Dispatches From The Martha Stewart Trial

The Short Happy Life of Chappell Hartridge

Likelihood the conviction will stand
Thursday, April 15, 2004: 98 percent
Despite new evidence that a juror lied, the chance that Stewart’s conviction will stand remains at 98 percent.

By now, we can be reasonably certain of one thing: Stewart juror Chappell Hartridge is regretting ever having set foot in front of a TV camera.

A month ago, Hartridge was, briefly, a working-class hero, the computer technician from the Bronx who (probably) earned less per year than Martha Stewart spent on her now-legendary Mexico/Panama vacation, who knew lies when he saw them and wasn’t impressed by celebrities in the courtroom, who proudly suggested that the verdict was a “victory for the little guy” and a “message to bigwigs.” Now, thanks to his 15 seconds of fame, Hartridge is (presumably) watching as he is transformed into a misogynist, drug-abusing criminal who beats up women, fathers muggers, defaults on loans, steals from Little Leaguers, and—need we say it?—lies to the government.

After another two weeks of rummaging through Hartridge’s past, Stewart’s defense team has released strong evidence that Hartridge did not make a mistakeon his jury questionnaire, as the government suggested, or misunderstand what information he was required to provide. Instead, he probably just lied. According to the defense, Hartridge omitted at least 10 material facts from his questionnaire—facts that, the defense argues (convincingly), would have resulted in a cause challenge.

For example, to the question, “Have you or has a family member or close friend ever been questioned by law enforcement, accused of, charged with, or convicted of any crime?Hartridge apparently failed to mention not only his own assault arrest but his son’s conviction for attempted robbery. To the question,Have you or has anyone close to you ever been sued by someone?Hartridge apparently failed to recall the numerous default judgments entered against him and his wife for nonpayment of bills, and the service papers containing headings like “IMPORTANT!! YOU ARE BEING SUED!!” (which were, for obvious reasons, released by the defense). New witnesses have also provided additional sworn affidavits about Hartridge’s alleged embezzlement from a Bronx Little League organization, cocaine abuse, and termination from Citibank.
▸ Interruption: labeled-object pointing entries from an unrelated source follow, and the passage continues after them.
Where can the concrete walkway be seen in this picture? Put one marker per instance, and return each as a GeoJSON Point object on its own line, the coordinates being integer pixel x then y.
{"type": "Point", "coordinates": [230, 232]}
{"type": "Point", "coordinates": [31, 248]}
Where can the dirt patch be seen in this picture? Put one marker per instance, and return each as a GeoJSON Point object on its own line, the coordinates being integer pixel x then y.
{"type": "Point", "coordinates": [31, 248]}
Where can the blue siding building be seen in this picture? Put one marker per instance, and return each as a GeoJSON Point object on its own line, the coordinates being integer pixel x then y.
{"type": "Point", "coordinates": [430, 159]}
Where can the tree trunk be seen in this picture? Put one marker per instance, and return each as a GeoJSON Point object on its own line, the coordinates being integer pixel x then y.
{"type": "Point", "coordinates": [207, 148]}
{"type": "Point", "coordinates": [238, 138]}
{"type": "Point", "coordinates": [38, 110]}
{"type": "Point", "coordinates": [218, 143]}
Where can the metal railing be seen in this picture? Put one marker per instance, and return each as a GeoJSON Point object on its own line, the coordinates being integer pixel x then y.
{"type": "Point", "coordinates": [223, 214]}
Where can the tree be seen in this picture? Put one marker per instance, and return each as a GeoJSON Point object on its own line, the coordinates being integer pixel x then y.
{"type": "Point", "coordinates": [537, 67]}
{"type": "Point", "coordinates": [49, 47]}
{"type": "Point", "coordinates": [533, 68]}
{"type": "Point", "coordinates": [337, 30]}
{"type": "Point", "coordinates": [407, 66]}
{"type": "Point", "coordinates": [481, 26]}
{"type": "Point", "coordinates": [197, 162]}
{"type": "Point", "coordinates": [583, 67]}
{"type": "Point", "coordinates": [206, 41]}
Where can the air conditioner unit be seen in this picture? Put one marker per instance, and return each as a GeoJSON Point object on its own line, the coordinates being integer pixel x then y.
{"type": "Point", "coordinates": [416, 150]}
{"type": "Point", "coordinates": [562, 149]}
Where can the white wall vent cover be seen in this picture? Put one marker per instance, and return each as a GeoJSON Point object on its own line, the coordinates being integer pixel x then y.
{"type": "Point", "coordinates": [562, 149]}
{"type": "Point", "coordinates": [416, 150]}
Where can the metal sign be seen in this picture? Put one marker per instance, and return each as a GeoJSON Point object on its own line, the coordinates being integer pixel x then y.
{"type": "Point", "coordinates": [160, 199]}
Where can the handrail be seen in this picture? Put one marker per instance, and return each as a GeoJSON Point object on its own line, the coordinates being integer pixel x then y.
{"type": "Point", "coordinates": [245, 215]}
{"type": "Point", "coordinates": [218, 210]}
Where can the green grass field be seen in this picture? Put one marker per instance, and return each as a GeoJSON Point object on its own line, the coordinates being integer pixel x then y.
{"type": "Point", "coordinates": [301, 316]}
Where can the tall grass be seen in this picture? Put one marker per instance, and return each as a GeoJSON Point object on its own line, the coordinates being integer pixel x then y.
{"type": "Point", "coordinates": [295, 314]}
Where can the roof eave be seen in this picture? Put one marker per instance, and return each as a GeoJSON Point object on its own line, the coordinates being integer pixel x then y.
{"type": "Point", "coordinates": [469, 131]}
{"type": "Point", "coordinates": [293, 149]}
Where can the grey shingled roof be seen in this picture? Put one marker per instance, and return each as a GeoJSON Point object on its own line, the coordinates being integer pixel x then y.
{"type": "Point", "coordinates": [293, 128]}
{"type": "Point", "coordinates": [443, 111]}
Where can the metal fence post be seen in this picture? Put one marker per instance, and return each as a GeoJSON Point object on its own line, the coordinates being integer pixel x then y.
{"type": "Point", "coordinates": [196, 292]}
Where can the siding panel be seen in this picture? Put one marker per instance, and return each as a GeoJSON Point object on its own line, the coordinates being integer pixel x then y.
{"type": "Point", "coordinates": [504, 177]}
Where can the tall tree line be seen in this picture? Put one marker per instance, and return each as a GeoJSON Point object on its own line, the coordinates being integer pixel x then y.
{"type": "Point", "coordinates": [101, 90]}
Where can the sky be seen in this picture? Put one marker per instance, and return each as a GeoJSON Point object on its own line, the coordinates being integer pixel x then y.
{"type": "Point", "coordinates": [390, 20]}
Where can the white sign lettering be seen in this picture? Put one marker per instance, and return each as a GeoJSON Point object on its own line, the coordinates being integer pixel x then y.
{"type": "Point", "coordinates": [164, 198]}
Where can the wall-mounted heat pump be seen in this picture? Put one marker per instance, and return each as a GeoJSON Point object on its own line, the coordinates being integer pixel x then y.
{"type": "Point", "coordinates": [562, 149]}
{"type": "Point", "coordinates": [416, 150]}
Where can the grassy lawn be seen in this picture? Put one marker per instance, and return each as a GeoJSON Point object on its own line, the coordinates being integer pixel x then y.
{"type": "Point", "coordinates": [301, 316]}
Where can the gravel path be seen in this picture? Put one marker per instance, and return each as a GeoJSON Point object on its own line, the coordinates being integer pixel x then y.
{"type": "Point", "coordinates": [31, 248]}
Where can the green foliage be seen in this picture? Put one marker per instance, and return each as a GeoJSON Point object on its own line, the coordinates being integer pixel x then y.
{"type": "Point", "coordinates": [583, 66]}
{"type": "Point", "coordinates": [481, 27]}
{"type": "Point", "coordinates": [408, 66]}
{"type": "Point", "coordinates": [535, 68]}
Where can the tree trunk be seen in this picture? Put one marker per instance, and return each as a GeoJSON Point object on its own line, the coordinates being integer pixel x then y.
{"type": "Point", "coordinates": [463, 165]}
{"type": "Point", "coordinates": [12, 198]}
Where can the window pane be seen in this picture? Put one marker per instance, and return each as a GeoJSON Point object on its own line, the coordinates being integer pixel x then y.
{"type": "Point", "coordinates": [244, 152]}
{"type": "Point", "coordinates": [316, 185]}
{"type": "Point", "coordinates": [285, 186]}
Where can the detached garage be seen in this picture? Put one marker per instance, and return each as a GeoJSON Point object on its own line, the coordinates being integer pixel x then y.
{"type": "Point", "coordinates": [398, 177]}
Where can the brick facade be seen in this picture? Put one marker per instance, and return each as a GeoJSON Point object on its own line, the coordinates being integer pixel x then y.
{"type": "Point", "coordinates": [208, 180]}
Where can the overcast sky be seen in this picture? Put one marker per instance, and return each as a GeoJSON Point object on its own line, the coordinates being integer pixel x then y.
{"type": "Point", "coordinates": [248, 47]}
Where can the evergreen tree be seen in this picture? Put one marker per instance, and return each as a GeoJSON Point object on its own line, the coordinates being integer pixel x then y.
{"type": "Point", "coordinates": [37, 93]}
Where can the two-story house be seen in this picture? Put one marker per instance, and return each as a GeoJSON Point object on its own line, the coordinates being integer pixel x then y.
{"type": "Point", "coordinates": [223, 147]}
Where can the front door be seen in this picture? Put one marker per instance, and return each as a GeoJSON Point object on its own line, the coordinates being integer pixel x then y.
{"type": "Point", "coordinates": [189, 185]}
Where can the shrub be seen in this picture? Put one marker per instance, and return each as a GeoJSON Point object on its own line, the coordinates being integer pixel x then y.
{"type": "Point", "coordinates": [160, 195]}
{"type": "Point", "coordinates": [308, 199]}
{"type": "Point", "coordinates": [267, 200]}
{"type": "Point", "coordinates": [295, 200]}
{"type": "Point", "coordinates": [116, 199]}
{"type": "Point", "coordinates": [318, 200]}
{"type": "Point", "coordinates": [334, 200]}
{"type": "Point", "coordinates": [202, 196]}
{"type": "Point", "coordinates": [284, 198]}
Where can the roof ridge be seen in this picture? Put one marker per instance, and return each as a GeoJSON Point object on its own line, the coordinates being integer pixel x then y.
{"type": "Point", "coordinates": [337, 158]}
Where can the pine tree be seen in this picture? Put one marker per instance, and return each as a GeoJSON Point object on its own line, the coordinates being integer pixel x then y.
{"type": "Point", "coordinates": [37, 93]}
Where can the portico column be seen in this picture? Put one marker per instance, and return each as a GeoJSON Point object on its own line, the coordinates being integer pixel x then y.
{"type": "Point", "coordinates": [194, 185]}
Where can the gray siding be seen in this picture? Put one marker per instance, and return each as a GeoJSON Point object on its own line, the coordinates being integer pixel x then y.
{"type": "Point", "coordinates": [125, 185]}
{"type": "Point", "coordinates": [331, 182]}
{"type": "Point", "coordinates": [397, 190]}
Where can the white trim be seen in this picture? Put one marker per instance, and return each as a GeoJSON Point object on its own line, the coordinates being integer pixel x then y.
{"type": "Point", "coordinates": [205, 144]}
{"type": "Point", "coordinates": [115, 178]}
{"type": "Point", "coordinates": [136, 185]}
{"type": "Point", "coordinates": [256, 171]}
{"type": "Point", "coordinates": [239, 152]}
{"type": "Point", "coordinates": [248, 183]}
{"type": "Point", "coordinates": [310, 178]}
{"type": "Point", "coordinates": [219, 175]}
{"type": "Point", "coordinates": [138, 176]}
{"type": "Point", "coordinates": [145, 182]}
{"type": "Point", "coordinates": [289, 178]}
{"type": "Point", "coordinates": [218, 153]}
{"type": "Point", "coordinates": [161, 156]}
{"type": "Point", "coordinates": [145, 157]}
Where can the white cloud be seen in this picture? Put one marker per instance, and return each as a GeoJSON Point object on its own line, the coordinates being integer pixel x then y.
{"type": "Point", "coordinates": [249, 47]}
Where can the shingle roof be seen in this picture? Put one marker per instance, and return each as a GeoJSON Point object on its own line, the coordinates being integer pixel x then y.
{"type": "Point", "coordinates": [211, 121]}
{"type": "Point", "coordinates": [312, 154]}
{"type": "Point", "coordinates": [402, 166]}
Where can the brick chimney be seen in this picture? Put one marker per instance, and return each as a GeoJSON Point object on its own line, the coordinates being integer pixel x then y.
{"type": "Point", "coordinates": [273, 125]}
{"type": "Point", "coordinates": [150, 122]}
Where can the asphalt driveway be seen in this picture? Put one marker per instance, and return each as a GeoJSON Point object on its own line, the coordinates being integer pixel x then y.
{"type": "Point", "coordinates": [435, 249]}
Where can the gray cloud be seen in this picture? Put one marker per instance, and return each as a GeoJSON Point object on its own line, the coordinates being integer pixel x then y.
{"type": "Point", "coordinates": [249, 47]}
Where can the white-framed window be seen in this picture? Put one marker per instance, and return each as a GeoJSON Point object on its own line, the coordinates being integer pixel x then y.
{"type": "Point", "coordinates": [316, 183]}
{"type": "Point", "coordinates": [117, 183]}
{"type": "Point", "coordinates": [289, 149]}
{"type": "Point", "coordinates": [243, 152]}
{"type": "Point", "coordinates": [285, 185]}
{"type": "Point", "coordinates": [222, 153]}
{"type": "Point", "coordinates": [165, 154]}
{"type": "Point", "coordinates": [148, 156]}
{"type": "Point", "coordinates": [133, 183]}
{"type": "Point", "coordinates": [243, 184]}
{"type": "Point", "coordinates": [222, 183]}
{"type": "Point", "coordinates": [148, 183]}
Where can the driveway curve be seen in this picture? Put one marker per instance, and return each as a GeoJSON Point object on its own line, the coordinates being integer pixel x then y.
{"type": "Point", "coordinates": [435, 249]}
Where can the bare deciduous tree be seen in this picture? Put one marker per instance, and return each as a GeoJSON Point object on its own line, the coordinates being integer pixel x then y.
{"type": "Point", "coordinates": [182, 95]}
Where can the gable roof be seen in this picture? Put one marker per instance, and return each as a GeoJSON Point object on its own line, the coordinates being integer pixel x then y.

Not surprisingly, Hartridge is less accessible than he was in the days following the verdict, when he was omnipresent. In those days, according to the sworn affidavit of a Stewart PR representative (reporting second-hand information), he told a morning show producer that, if the network wasn’t going to pay him to appear, she should “get the [expletive deleted] out of here, you’re wasting my time.” Now, with the tide of public sentiment running hard the other way, Hartridge’s Bronx phone number is “not in service.”

Of course, although it is probably of little consolation to the Hartridge family, this brouhaha really has little to do with Chappell Hartridge. For the two powerful constituencies fighting over him, as well as the ancillary constituencies feeding off the carnage (the media, for example), he is simply a means to an end. Similarly, although the defense is understandably outraged about the government’s apparent selectivity in this prosecution—indignation inflamed by the government’s sermons denying selectivity and vowing that lying won’t be tolerated by anyone—Stewart and her team must know that, as it pertains to her legal situation, unfairness is irrelevant.

The defense has probably by now proven the first of two “tests” required for Stewart to earn a new trial: that Hartridge lied and that, had he told the truth, he would have been challenged for cause. What the defense hasn’t proven is that Hartridge had a bias that reflected his impartiality (for a discussion of this issue, please see the previous dispatch). Now that the briefs have been filed, Judge Cedarbaum will presumably decide whether the defense has made enough headway in this argument to warrant a hearing.

In other news, the New York Daily News is reporting that a Stewart-Bacanovic juror regrets voting to convict Peter Bacanovic and says that the jurors violated their prohibition against reading press coverage of the case. Specifically, the juror says, the jury discussed the high cost of Stewart’s Hermes handbag (estimates range between $6,000 and $12,000) and the hourly rate that she was paying Bob Morvillo to represent her ($1,000?). In a related legal brief, Peter Bacanovic attorney Richard Strassberg, who received an unsolicited confessional phone call from the juror after the verdict, argues that this “prejudicial extraneous information … exacerbates the bias reflected in the statements made by juror Chappell Hartridge.”